First, reduce the size of the old generation by nullifying large references when they're no longer needed. For caches, use a bounded data structure. For large arrays, consider slicing or reassigning. Use WeakMap/WeakSet for ephemeral data that should not prevent GC.

Engine tuning: set `--max-old-space-size` to a value that gives more headroom but doesn't increase pause time proportionally (larger heap = longer pauses). Consider `--max-semi-space-size=64` (in MB) to reduce young generation scavenge frequency. Use `--optimize-for-size` to favor memory over speed. But these are last resorts after fixing code.

( 12 )Monitoring GC in Production and Setting Up Alerts

In Node.js, expose GC metrics via `process.on('gc', ...)` (requires `--expose-gc` flag but not recommended for production). Better: use `performance.memory` in Chrome/V8 (experimental). Use APM tools like New Relic or Datadog that track GC pause time. Set alerts: if p99 latency spikes correlate with GC events, alert on 'major GC pause > 200ms'.

For browser apps, use `performance.now()` in requestAnimationFrame to detect frame drops. Log when a frame takes >50ms. Use Chrome's `performance.measureMemory()` API (experimental) to estimate memory usage. Integrate with Real User Monitoring (RUM) to catch GC pauses affecting real users.

Frequently asked questions

How can I tell if a freeze is caused by GC vs. other CPU-intensive work?

Use Chrome DevTools Performance recording: GC bars are yellow/orange and labeled 'GC' or 'Major GC'. In Node, run with --trace-gc and correlate pauses with latency logs. Also, GC pauses usually show a sawtooth memory pattern: usage climbs then drops sharply.

Is increasing max-old-space-size a good fix for GC pauses?

No — it's a temporary bandage. Larger heap means longer pauses because marking takes more time. The real fix is to reduce heap size by finding and eliminating large object retention. Use heap snapshots to find the culprit.

Why do GC pauses happen at regular intervals (e.g., every 10 seconds)?

V8 triggers a major GC when old generation memory usage reaches a certain threshold (e.g., 70% of max-old-space-size). After collection, usage drops, then it grows again until the next threshold. The interval depends on allocation rate and threshold. To fix, reduce allocation or increase threshold (but see above).

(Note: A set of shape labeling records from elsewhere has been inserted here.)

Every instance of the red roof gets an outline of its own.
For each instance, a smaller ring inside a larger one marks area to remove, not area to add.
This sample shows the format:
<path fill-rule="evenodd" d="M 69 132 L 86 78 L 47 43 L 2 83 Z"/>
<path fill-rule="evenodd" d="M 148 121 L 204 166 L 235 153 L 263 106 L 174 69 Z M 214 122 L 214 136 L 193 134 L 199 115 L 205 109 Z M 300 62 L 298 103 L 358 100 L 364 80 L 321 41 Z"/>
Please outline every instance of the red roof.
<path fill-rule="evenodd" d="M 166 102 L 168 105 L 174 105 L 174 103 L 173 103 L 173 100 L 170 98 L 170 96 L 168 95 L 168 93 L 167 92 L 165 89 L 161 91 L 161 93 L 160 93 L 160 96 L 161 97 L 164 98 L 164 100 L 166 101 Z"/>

Can Web Workers help avoid GC pauses in the browser?

Yes. Workers run in a separate V8 isolate with its own heap and GC. If you offload heavy processing to a Worker, GC pauses in the Worker won't freeze the main thread. However, the worker's pauses affect its own responsiveness. Use Workers for long-running tasks that can tolerate jank.

What tools can I use to debug GC in Node.js without --expose-gc?

Use `--trace-gc` (no performance impact, just logging). Use heapdump to take snapshots. Use the `--prof` profiler to see time spent in GC. In production, consider using the `v8` module's `getHeapStatistics()` to monitor heap sizes, or use APM tools that hook into V8's GC callbacks (like `async_hooks`).